This consultation document uses some words or phrases which might be unfamiliar, and others which have specific legal meanings. Below is a short explanation of some of the most important terms.
In the Equality Act 2010 a disability means a physical or a mental condition which has a substantial and long-term impact on a person’s ability to do ordinary day-to-day activities. Conditions like HIV, cancer or multiple sclerosis, which can become more severe over time, are also covered, even if the person might currently be able to carry out normal day to day activities. Children and adults are protected as soon as they are diagnosed. The Equality Act also covers those who had a disability in the past.

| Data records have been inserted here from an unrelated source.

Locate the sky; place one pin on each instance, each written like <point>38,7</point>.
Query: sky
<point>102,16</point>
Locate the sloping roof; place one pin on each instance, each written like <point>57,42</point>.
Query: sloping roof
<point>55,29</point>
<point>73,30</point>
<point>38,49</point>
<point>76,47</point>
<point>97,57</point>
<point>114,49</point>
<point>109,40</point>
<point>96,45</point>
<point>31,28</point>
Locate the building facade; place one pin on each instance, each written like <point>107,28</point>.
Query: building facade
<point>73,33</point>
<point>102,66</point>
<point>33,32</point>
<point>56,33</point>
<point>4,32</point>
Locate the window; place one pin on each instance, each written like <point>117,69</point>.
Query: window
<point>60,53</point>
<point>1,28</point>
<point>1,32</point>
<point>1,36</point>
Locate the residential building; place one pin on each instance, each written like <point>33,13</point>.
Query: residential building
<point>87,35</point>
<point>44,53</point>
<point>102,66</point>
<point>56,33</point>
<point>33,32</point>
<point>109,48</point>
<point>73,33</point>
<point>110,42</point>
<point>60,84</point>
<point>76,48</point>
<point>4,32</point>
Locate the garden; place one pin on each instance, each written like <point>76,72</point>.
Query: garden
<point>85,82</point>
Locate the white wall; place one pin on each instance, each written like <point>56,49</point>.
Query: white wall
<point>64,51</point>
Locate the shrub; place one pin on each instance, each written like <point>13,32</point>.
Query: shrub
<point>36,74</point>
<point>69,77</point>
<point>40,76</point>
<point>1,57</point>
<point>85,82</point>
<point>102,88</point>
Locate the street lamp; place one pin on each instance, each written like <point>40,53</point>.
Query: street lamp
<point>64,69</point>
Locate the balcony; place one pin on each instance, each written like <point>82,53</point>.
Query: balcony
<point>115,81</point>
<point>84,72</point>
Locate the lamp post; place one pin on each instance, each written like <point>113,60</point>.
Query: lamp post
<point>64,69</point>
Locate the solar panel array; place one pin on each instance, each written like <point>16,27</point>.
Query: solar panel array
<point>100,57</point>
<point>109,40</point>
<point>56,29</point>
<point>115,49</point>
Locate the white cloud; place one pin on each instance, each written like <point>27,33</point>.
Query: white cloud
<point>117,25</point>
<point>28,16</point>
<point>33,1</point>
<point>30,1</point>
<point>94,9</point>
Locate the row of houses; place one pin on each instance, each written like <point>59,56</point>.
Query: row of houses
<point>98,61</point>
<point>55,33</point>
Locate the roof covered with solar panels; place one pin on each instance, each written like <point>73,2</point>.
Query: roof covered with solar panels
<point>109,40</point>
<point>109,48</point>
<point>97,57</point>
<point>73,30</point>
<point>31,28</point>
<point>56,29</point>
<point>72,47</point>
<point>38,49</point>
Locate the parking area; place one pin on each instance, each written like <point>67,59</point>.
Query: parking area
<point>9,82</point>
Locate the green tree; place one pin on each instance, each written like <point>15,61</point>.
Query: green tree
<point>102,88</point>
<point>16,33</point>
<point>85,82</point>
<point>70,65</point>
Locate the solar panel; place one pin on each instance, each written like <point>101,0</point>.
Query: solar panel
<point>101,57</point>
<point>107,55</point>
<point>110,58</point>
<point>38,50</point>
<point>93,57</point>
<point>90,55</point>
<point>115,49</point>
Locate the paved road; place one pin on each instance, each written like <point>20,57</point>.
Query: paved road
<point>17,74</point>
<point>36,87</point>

The Social Model of disability views disability as the relationship between the individual and society. It creates a distinction between ‘impairment’, which refers to the functional limitations that a person faces due to a physical, sensory or cognitive impairment and ‘disability’, which refers to the barriers an individual may face in their daily life because society places a disadvantage upon them based on their impairment. This means that it sees the barriers created by society as the cause of disadvantage and exclusion, rather than the impairment itself. Based on this, the aim is to remove the barriers that isolate, exclude and so disable the individual.
Legally, additional support for learning and disability often overlap but are not defined as the same thing. An additional support need can arise for any reason and be short or long term. Additional support may be required to overcome needs arising from a learning environment; health or disability; family circumstances or social and emotional factors. For example, a bereavement in the family or a short period of illness is as much an additional support need as more long term needs such as cerebral palsy or autism. Looked After Children and Young People are also deemed to have additional support needs until they are assessed otherwise.
Families: The consultation document will refer to families rather than “parent” or “carer” as these terms may not capture the various caring relationships a child or young person might experience during their lifetime.
Support: The term support captures the “services” which are provided by a wide range of public bodies as well as the resources and opportunities available to assist disabled children, young people and their families via the third sector and other partners.
Rights-based Approach: This is an approach to creating policy and legislation which holds human rights at its core. It supports equality and inclusion. Using a rights-based approach empowers people to know and claim their rights and increases the ability of organisations, public bodies and businesses to fulfil their human rights obligations.
Co-production means working with people to shape the services they use in order to better meet their needs.
Duty: A ‘duty’ is an action that someone must carry out, either legally (because it is the law) or morally (because it is the right thing to do). In this resource, we have mentioned that organisations, such as the Scottish Government or local authorities, have ‘duties’ placed on them by legislation. This means that the legislation requires that they must act in a certain way or complete certain actions. There are many different actions that these organisations are required to carry out and so the type of duty will vary in each piece of legislation.